Every year, faith inspires thousands of Indians to undertake the grueling trek to Mount Kailash in Tibet. Those who choose the 24-day pilgrimage organized by the External Affairs Ministry enter Tibet either through the Lipulekh Pass in Uttarakhand or the Nathu La Pass in Sikkim.
At the snow-covered Lipulekh Pass on a chilly August morning, we watched one of the 18 batches of yatris (pilgrims) cross over to India after completing the pilgrimage. At the same time, the next batch entered Tibet. On a rainy afternoon, we spoke to some of the yatris (pilgrims)— a young baba, an officer from the armed forces, a doctor, a homemaker, and many retired men and women — at Yama Dwar, the gateway to the abode of Shiva. This is where the parikrama, or circumambulation, of Mount Kailash, begins. It is believed that the virtues and sins of all those who cross this territory are evaluated by Lord Shiva.

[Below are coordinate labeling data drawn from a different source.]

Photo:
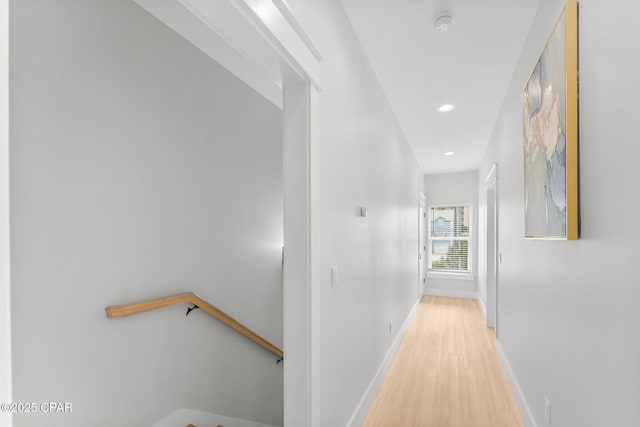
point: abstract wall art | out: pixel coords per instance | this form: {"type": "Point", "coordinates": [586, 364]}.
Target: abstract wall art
{"type": "Point", "coordinates": [550, 113]}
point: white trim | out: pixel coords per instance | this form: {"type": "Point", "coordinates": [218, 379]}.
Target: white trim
{"type": "Point", "coordinates": [483, 309]}
{"type": "Point", "coordinates": [521, 401]}
{"type": "Point", "coordinates": [453, 293]}
{"type": "Point", "coordinates": [370, 393]}
{"type": "Point", "coordinates": [5, 248]}
{"type": "Point", "coordinates": [184, 416]}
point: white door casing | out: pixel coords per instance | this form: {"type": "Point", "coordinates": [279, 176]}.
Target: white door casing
{"type": "Point", "coordinates": [492, 249]}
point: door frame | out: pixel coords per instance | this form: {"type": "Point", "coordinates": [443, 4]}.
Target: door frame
{"type": "Point", "coordinates": [422, 244]}
{"type": "Point", "coordinates": [264, 45]}
{"type": "Point", "coordinates": [493, 256]}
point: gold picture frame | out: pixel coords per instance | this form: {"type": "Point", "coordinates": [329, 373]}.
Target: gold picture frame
{"type": "Point", "coordinates": [550, 135]}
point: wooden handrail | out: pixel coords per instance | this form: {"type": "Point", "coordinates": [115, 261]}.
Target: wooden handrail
{"type": "Point", "coordinates": [186, 298]}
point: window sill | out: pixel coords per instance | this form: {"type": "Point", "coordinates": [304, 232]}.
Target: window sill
{"type": "Point", "coordinates": [451, 276]}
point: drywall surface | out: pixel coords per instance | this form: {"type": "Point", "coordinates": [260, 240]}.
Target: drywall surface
{"type": "Point", "coordinates": [455, 189]}
{"type": "Point", "coordinates": [568, 311]}
{"type": "Point", "coordinates": [364, 161]}
{"type": "Point", "coordinates": [139, 169]}
{"type": "Point", "coordinates": [5, 288]}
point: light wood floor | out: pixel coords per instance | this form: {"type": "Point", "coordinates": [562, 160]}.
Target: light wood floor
{"type": "Point", "coordinates": [446, 373]}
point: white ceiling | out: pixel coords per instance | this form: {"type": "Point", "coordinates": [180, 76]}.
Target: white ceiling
{"type": "Point", "coordinates": [419, 69]}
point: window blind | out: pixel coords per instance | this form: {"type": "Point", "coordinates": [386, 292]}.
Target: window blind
{"type": "Point", "coordinates": [449, 233]}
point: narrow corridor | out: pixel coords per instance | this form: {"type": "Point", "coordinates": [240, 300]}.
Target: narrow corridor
{"type": "Point", "coordinates": [446, 373]}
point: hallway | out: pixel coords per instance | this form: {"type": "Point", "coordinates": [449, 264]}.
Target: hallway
{"type": "Point", "coordinates": [446, 373]}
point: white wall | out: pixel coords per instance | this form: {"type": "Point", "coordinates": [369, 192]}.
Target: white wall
{"type": "Point", "coordinates": [5, 294]}
{"type": "Point", "coordinates": [140, 168]}
{"type": "Point", "coordinates": [448, 189]}
{"type": "Point", "coordinates": [568, 311]}
{"type": "Point", "coordinates": [364, 161]}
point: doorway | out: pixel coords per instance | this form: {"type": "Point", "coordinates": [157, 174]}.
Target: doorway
{"type": "Point", "coordinates": [492, 249]}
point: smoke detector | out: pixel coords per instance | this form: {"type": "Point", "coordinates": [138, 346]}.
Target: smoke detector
{"type": "Point", "coordinates": [442, 22]}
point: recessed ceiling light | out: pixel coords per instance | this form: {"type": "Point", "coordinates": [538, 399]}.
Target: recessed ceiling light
{"type": "Point", "coordinates": [445, 108]}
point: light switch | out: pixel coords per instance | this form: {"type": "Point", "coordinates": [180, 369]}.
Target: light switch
{"type": "Point", "coordinates": [334, 277]}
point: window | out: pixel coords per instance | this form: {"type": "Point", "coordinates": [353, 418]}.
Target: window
{"type": "Point", "coordinates": [450, 239]}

On another day, we found pilgrims resting near the north face of Mount Kailash. The wispy clouds covering the mountain had floated away as soon as we reached the spot, giving us a spectacular view of the sacred peak. We also sat with the yatris on the banks of the azure blue Manasarovar lake as they performed a havan.
The External Affairs Ministry’s yatra package, for those aged between 18 and 70, began on June 8 and ends on September 8. Private tour operators also organize the yatra. The pilgrimage involves trekking in inhospitable conditions at very high altitudes. “But it is worth it,” said a 70-year-old yatri (pilgrim) from Bengaluru.